Baseline Characteristics

• There were 132 patients who met full study eligibility (for both parts 1 and 2 of the study), including those who were FGFR-positive.²
• A total of 89 patients were randomly assigned in part 2 of the study (BALVERSA, n=44; BALVERSA plus cetrelimab, n=45). One patient from each group was not randomly assigned and not included in the treated analysis set.⁴ 
• Baseline characteristics of the patients from the phase 2 study are summarized in Table: Phase 2 Final Analysis: Baseline Disease Characteristics and Demographics.

Efficacy

• Final efficacy results are summarized in Table: Phase 2 Final Analysis: Efficacy Results.

• Among 4 patients treated with BALVERSA with PD-L1 high status (combined positive score [CPS] ≥10), none responded (0/4); while among 4 patients treated with BALVERSA plus cetrelimab, 75% (3/4) responded.⁴ 

Safety

• The median durations of BALVERSA exposure were 5.6 months (range, 0.3-31.6) and 7.5 months (range, 0.5-23.1) in the BALVERSA and BALVERSA plus cetrelimab groups, respectively.
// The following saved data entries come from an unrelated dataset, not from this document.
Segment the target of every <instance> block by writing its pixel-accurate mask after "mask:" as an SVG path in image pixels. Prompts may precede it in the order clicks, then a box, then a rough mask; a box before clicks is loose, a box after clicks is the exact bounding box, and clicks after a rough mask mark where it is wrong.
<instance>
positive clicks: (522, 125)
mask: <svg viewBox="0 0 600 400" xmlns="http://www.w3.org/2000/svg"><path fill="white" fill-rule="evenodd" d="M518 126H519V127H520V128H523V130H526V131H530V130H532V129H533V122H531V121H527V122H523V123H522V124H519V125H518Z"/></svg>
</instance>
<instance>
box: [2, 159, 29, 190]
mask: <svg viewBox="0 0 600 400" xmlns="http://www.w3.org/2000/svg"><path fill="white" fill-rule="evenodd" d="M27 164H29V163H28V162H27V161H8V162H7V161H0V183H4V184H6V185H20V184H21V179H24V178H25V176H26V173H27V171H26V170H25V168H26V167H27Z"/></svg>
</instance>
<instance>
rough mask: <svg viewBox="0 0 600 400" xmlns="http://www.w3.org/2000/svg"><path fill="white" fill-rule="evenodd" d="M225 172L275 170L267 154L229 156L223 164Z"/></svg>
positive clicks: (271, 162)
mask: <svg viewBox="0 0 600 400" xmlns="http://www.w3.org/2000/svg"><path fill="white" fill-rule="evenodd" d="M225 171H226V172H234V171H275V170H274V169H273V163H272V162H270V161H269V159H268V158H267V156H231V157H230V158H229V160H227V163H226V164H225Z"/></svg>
The median duration of cetrelimab exposure was 7.8 months (range, 0-33).⁴ 
• The overall safety summary is presented in Table: Phase 2 Final Analysis: Overall Safety Summary.

• Common (occurring in ≥15% of patients) TRAEs are summarized in Table: Phase 2 Final Analysis: TRAEs Occurring in the Safety Population.

• AEs of interest on the basis of the known BALVERSA safety profile included hyperphosphatemia, gastrointestinal disorders, nail disorders, skin disorders, eye disorders (excluding central serous retinopathy [CSR]), and CSR.⁸ See Table: Phase 2 Final Analysis: AEs of Special Interest Occurring in the Safety Population.

SOGUG-NEOWIN Study

The SOGUG-NEOWIN study (EU CT Number 2024-512573-27-01; NCT06511648) is evaluating the efficacy of 9 or 12 weeks of neoadjuvant BALVERSA (cohort 1) or BALVERSA plus cetrelimab (cohort 2) in patients with muscle-invasive bladder cancer (MIBC) (cT2-T4a N0/1 M0) and FGFR alterations.^9-11

Study Design/Methods

• Phase 2, prospective, non-comparative, open-label, multicenter, international study.
• Select eligibility criteria included patients who declined or were ineligible for cisplatin-based chemotherapy.
• Cisplatin-ineligible is defined as 1 of the following criteria: impaired renal function (glomerular filtration rate ˂60 mL/min), grade ≥2 peripheral neuropathy, or grade ≥2 hearing loss.
• A total of 45 patients will be randomized to each arm by a centralized system.
• Co-primary endpoints are pathological CR rate and percentage of pathological downstaging response (<ypT2).
• The first patient was pre-screened on January 31, 2024.
• As of March 31, 2025, 91 patients were pre-screened, 9 were FGFR2/3 positive, and 5 were enrolled.
• Results have not yet been published.

Literature Search

A literature search of MEDLINE^®, Embase^®, BIOSIS Previews^®, and Derwent Drug File (and/or other resources, including internal/external databases) was conducted on 14 May 2026.